Silkscreen on Rag Paper Edition of 100 in 1983
23 x 23 in. (sheet); 20 x 20 in. (image)
Signed and numbered by the artist
Subject:
A Color-Healing Device
Symbol Evocation: The Mystery of Color
Exhibited
Architectonic Thought-Forms: A Survey of the Art of Paul Laffoley. Austin
Museum of Art, Austin, Texas,
20 November 1999 – 30 January 2000
Notes
By means of lucid dreaming (being aware of dreaming while dreaming), one
can surround oneself with colored spheres of light and breathe their healing
vibrations. Lucid dreaming provides the most direct experience of non-albedo
light. The definition of non-albedo light has its origin in Goethe’s
1810 study on color theory, Zur Farbenlehre. In it, Goethe states that
both light and darkness are of equal value to the human mind in its quest
to model the universe both backward and forward in time: “Colors
are the actions and sufferings of light as a result of its meeting with
darkness.”
Newton’s concept of light (or the albedo definition of light) states
that colors are fractions of the incident radiation of white light, reflected
by the surfaces of bodies or refracted through mediums which slow their
velocity (first determined in a vacuum). Albedo light is assumed to be
generated from point sources such as candle flames, fires, lightning,
stars, and artificial light sources. As darkness was assumed to be unable
to resist the penetration of albedo light rays, Newton defined a potential
for its complete elimination.
The lux of the mind is non-albedo light. It contains the power of both
light and dark, possessing neither brightness nor opaqueness as its true
nature. However, the lux can offer the appearance of both and any admixture
in between, thus imitating the entire history of the natural universe.

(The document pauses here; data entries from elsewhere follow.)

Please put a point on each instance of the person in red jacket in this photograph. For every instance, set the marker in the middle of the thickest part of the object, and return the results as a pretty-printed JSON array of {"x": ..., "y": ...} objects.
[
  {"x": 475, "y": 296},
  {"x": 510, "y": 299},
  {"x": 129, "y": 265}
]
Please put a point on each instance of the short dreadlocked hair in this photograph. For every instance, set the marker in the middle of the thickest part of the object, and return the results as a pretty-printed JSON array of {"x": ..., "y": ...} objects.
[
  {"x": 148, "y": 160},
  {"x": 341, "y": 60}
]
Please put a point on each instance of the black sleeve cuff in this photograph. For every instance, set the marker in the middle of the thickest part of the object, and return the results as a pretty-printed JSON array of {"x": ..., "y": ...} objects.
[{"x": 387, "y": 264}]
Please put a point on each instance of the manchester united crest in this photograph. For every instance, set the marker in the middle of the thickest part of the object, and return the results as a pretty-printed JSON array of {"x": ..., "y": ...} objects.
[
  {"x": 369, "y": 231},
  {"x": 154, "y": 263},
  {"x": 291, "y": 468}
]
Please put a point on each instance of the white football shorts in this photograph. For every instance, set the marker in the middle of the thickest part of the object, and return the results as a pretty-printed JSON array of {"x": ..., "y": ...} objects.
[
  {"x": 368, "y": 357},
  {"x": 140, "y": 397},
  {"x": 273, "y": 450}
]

Color healing depends on the manipulation of pure color at will from the
second, third, and fourth dimensional realms. Colors represented in situations
such as abstract art, color charts and wheels, colored lights, water,
or window glass, etc., are only illustrations of pure color not found
in the external world.
It is only in the lucid dream-state that pure color is possible. Pure
color is a volumetric extension of a single color, such as a sphere of
redness in which the color is not propagated from a point source of energy.
Instead it exists in a homogeneous and isotropic state. Pure color cannot
be experienced from the absolute blackness that surrounds it. One must
enter the volumetric extension of the color to experience its purity,
which means it contains no blackness at all.